What is XML?
XML refers to Extensible Markup Language (eXtensible Markup Language).
XML is designed to transmit and store data.
XML is a set of rules that define semantic tags that divide a document into parts and identify these parts.
It is also a meta-markup language, that is, it defines a syntactic language for defining other semantic and structured markup languages ??related to specific fields.
pythonParsing of XML
Common XMLProgrammingInterfaceThere are DOM and SAX, these two The two interfaces process XML files in different ways, and of course the usage scenarios are also different.

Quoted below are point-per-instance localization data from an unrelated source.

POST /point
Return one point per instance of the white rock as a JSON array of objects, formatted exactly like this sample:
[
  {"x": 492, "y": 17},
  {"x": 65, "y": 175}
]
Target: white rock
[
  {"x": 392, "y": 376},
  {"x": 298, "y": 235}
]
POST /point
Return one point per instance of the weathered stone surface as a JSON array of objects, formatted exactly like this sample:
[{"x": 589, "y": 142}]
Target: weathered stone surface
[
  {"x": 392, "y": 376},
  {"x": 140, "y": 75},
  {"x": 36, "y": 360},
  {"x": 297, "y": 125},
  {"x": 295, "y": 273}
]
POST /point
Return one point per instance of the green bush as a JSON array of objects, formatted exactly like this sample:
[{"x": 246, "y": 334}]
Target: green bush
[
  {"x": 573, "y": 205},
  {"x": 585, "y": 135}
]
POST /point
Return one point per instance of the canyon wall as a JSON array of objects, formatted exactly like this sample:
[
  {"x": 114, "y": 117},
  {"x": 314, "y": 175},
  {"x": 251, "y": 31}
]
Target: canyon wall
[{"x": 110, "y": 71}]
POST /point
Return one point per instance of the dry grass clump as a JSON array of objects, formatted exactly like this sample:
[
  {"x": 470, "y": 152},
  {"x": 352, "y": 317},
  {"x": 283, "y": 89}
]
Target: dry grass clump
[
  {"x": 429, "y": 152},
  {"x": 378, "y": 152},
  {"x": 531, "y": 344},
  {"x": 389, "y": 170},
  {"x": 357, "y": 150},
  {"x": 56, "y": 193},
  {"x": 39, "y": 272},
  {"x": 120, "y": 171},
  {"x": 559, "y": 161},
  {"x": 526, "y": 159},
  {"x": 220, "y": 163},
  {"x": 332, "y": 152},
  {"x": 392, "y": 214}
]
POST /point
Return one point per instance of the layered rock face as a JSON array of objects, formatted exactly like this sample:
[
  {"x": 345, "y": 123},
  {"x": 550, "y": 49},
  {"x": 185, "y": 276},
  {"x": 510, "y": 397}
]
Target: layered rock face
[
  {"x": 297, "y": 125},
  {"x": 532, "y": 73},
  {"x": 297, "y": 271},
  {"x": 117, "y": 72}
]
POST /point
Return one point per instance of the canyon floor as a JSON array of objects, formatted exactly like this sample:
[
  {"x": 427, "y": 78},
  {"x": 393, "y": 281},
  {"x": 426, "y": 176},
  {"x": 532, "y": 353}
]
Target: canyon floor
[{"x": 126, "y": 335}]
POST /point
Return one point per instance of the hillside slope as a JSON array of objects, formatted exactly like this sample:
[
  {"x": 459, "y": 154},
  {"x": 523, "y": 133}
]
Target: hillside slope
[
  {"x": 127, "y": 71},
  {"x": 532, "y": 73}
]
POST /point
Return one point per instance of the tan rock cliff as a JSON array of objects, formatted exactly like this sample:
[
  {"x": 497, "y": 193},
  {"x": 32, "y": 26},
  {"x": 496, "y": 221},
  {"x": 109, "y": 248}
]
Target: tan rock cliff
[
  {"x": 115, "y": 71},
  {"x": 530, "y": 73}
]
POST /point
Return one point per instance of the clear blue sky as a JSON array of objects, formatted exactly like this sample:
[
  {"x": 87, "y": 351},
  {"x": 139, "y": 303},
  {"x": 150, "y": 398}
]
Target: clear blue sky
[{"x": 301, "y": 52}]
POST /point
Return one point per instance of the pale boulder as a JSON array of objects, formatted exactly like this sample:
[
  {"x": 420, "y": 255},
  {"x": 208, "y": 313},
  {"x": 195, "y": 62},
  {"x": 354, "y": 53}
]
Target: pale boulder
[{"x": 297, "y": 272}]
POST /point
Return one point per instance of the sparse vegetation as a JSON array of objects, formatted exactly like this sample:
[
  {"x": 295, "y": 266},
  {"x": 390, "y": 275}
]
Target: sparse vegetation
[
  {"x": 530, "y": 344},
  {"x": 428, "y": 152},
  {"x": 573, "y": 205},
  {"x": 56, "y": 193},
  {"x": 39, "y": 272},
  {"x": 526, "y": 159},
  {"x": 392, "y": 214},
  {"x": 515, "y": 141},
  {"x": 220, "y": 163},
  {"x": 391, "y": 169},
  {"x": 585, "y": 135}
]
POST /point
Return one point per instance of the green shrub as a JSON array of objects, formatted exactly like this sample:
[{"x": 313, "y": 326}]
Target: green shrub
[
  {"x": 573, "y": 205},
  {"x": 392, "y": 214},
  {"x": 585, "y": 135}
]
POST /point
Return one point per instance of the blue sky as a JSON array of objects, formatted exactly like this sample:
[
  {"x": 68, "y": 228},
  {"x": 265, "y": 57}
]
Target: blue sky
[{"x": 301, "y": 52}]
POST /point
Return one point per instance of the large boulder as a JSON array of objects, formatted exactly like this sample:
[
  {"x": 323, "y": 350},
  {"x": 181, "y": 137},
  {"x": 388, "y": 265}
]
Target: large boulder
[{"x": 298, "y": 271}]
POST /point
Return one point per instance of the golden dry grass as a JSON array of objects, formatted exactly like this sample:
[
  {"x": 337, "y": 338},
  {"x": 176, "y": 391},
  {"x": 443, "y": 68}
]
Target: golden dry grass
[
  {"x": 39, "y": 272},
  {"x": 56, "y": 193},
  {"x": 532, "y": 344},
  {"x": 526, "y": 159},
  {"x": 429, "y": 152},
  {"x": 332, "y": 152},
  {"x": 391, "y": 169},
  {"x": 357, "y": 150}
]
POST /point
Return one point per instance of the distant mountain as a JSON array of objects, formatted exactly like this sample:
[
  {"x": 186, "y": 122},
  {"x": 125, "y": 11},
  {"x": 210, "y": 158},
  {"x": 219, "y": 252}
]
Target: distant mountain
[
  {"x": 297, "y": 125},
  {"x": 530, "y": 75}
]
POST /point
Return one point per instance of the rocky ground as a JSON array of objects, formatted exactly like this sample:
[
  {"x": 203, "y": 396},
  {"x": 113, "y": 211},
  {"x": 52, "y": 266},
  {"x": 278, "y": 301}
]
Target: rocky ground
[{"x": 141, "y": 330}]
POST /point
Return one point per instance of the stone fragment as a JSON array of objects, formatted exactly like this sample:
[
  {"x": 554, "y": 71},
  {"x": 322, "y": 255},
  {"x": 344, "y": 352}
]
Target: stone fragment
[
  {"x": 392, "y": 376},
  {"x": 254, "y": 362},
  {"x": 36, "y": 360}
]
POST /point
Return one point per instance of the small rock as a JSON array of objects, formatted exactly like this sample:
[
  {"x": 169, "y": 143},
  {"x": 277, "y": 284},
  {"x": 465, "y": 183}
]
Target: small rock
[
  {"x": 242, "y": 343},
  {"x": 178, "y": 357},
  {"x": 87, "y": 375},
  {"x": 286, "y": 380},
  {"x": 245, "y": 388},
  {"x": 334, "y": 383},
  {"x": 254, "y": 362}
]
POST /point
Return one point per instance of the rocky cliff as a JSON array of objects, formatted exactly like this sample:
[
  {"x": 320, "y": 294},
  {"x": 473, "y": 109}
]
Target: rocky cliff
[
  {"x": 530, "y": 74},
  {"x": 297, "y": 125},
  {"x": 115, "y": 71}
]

Python has three methods to parse XML, SAX, DOM, and ElementTree:
1.SAX (simple API for XML )
The python standard library contains a SAX parser. SAX uses events to drive the model by triggering events one by one and calling the user during the process of parsing XML. Defined Callback function to process XML files.
2.DOM(Document Object Model)
Parse the XML data into a tree in memory, through Manipulate XML using tree operations.
3.ElementTree (Element Tree)
ElementTree is like a lightweight DOM with a convenient and friendly API. The code has good usability, is fast, and consumes less memory.
Note: Because DOM needs to map XML data to a tree in memory, firstly, it is relatively slow, and secondly, it consumes more memory, while SAX streaming reading of XML files is faster. It takes up less memory, but requires the user to implement a callback function (handler).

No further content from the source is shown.